More importantly, there is no publically available evidence that Kosovo returnees from Syria and Iraq have travelled to the EU to commit terrorist acts, even though organizations like the UNDP boldly make this claim. In 2017, UNDP published a report on Prevention of Violent Extremism in Kosovo, in the context of describing the “notoriety” of the Kosovo citizens who have joined ISIS, also claims that: “other Kosovans have carried out attacks on Western Europe and in the U.S.A.” The source for this is a 2015 UNDP report, not available to the public. After I obtained the report, it became clear that this is not the case. The 2015 report lists five cases of attacks or attempted attacks, between 2007 and 2014, mostly from Albanians with Macedonian origin, and almost all were citizens of the western countries. Not only were they not returnees from Syria and Iraq, most of them were not even “Kosovans.”

It is unclear why the UNDP would publish such claims based on such weak evidence. It is clear though that such publications do not help Kosovo’s image in the EU. Just as damaging are Serbia’s open and constant efforts to prevent Kosovo’s membership to international organizations, which are often built around outrageous claims comparing Kosovo to ISIS, which are then fed to the media. Most recently, on September 15, 2017, the Serbian Government presented in Paris a propaganda film against Kosovo pushing forward the same narrative.

Serbia’s behaviour is unsurprising, though highly problematic. The EU-brokered Kosovo-Serbia dialogue has been lauded as an important process that will lead to the normalization of the relations between the two countries, while Serbia’s behaviour points to the contrary. It, however, becomes truly problematic for Kosovo when Serbia’s narrative is repeated by Brussels officials or Members of the European Parliament. In January 2017, during the annual Parliamentary debate on the 2016 European Commission Kosovo report, a number of MEPs offered amendments to the EP resolution on Kosovo in line with Serbian propaganda. Most notably, Jean-Luc Schaffhauser, MEP from France’s National Front, insisted on amending a section of the Motion of European Parliament Resolution on the 2016 Commission Report on Kosovo, which praised Kosovo’s efforts to fight radicalization and violent extremism.
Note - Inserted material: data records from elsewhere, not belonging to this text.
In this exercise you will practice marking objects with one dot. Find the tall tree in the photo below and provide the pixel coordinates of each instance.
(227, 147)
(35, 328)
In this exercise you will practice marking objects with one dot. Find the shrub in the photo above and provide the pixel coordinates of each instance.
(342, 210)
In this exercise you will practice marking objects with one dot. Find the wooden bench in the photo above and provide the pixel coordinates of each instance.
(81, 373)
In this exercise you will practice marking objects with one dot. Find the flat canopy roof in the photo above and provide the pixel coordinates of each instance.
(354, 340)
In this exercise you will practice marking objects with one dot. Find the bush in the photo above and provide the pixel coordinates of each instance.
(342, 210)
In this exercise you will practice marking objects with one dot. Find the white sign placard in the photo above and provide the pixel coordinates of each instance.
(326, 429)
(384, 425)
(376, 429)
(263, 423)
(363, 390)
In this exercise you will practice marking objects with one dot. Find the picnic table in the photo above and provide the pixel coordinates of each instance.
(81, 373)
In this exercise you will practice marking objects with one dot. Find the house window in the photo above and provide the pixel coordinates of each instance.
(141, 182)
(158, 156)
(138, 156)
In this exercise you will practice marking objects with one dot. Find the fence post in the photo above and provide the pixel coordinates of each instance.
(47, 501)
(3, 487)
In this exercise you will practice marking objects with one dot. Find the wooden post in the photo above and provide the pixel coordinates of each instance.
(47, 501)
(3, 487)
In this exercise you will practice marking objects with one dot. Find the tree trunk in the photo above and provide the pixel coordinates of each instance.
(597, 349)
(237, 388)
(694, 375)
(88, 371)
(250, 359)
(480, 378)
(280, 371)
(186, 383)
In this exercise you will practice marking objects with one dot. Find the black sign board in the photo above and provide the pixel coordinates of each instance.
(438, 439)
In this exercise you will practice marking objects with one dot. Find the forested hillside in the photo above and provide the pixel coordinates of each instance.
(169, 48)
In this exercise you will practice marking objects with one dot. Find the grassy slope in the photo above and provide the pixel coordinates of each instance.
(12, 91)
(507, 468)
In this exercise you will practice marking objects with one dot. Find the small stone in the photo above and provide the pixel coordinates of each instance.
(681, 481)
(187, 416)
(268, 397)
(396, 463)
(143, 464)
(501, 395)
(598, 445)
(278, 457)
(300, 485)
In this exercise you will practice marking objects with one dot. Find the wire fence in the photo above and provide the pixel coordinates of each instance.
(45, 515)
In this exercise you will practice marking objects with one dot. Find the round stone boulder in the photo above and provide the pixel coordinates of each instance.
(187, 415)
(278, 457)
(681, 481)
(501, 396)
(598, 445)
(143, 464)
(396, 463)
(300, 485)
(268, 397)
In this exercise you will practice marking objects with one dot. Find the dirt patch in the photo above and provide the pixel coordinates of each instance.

He motioned to include the following text: “radical Islamism was the weapon used to establish the entity of Kosovo; recalls, furthermore, that Islamism has always found a logistical refuge in Kosovo; concludes, on the basis of the above, that no trust should be placed in the entity of Kosovo in the fight against radical Islam.” The amendment was rejected but the public record of it remains on the website.

While this example is extreme, stigmatization of Kosovo in the EU is not only an issue of extreme right fringe parties. Officials in Brussels working on the Western Balkans, when interviewed off the record on issues of radicalization and foreign fighters in the region, did not shy away from defining this as a predominantly Albanian and Muslim issue. In an environment of increased polarization and populism, and increased anti-Islam and anti-immigration sentiment throughout Europe, labeling Kosovo as “Islamic” enables skeptical EU member states to further isolate Kosovo from the EU.

As it is, Kosovo already has an ambivalent relationship with the EU, since five EU member states do not recognize Kosovo’s statehood, and that hinders Kosovo’s aspiration to join the EU. Now, with the narratives in the EU around violent extremism in Kosovo, EU policies that were previously available to Kosovo because they did not relate to statehood – such as visa free travel – are becoming even harder to reach.

While many questions remain as to the scale of Kosovo’s radicalization problem, it has certainly not affected the EU in the way that some reports (like the one from UNDP) claim. The issue has been exaggerated, and the available narratives have less to do with Kosovo’s “radical Islamists” and more with projected fears of a Europe that is polarized. Either way, isolating Kosovo is not the solution. Preventing future radicalization is contingent on developing a stronger relationship between Kosovo and the EU, including allowing youth from Kosovo to travel freely and see the Europe they dream to one day join.